Mammalian transforming growth factor‐β1 (TGF‐β1), ingested through bloodfeeding by malaria vector Anopheles mosquitoes, remains active following ingestion and alters Plasmodium development. The effect of TGF‐β1 is mediated in part by regulation of an inducible Anopheles stephensi nitric oxide synthase (NOS) in the midgut, a key organ for parasite development. In mammals and Drosophila , TGF‐β ligands activate receptor protein serine/threonine kinases (RS/TKs) which phosphorylate cytoplasmic Smads, which translocate into the nucleus to regulate target gene expression. Herein, we characterize aspects of the TGF‐β intracellular signal transduction pathway in Anopheles mosquitoes and describe mammalian TGF‐β1 regulation of mosquito genes.

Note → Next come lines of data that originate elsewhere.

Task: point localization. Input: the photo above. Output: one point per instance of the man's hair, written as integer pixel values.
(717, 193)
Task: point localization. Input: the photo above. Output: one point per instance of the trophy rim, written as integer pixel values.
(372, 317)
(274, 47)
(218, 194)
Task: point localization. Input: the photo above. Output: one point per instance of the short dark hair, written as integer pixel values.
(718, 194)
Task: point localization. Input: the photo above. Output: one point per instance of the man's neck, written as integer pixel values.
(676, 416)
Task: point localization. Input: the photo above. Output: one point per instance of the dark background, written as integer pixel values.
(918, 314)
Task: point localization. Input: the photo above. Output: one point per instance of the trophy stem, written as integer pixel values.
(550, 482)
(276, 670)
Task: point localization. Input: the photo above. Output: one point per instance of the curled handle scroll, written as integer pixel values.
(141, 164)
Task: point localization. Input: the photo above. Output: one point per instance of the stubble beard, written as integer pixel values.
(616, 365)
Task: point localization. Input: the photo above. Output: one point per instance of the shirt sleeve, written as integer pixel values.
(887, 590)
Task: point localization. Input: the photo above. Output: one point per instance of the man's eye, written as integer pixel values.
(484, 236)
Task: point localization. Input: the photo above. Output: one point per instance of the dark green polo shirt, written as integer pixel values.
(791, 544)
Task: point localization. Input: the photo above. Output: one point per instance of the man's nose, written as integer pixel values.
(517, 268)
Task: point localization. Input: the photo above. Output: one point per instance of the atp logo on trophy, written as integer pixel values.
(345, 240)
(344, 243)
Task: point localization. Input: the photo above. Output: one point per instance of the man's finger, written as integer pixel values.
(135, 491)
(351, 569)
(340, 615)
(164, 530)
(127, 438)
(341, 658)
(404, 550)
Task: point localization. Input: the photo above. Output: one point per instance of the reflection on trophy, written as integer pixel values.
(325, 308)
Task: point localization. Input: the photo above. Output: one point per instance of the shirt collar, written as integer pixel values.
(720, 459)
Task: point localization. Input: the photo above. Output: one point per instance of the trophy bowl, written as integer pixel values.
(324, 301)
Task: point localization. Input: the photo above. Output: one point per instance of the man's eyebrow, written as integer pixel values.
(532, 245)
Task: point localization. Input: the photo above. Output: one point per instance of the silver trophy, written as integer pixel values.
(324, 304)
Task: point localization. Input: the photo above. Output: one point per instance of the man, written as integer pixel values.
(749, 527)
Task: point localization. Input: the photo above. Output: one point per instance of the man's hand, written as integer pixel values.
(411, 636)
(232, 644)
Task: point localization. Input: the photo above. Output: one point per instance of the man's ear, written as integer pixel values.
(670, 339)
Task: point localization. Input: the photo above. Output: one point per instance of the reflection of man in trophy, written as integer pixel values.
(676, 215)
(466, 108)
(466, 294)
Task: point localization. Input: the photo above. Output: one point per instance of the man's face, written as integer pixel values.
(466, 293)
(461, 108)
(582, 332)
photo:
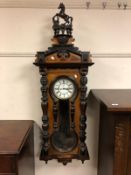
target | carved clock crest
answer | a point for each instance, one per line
(63, 70)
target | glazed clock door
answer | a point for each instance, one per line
(63, 70)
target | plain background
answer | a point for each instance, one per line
(30, 30)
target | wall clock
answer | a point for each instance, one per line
(63, 68)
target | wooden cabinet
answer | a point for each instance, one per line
(16, 147)
(114, 155)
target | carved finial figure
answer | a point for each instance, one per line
(62, 28)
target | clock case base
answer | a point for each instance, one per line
(64, 160)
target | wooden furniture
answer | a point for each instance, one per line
(16, 147)
(114, 157)
(63, 70)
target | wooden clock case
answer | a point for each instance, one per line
(63, 60)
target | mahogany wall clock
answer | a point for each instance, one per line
(63, 70)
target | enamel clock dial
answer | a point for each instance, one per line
(63, 88)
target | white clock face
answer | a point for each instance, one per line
(63, 88)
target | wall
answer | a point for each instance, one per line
(29, 30)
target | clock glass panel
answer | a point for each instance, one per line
(63, 88)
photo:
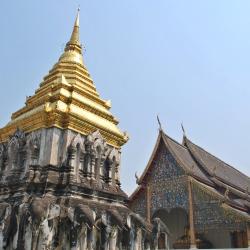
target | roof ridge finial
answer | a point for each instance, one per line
(159, 122)
(183, 130)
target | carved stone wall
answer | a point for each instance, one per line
(89, 156)
(61, 190)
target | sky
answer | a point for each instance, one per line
(185, 60)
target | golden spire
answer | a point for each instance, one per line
(67, 98)
(73, 49)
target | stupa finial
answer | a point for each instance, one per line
(73, 49)
(75, 36)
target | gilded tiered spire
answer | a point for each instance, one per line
(67, 98)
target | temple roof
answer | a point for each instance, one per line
(207, 170)
(67, 98)
(217, 168)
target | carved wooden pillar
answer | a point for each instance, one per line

Stimulation of A. stephensi cells with human TGF‐β1 induced Smad phosphorylation, while blockade of TGF‐β signaling by type I RS/TK inhibitor SB431542 reduced NOS expression indicating that signaling by TGF‐β1 is transduced, at least in part, through RS/TK and Smad activation in A. stephensi cells. Moreover, microarray analyses of TGF‐β1‐stimulated Anopheles gambiae cells showed up‐regulation of expression of type I and II TGF‐β receptor (tkv, sax, put) and Smad genes and a variety of other intracellular signal genes including those encoding several mitogen‐activated protein kinases (MAPKs), insulin and Wnt signaling proteins. Our data confirm the existence of a mosquito TGF‐β signaling pathway which is analogous to its vertebrate and Drosophila counterparts and suggest that interaction between Smad and MAPK signaling may be required for efficient antimalarial immune defense. Funding was provided by UCD and NIH (AI50663, C06 RR‐12088‐01).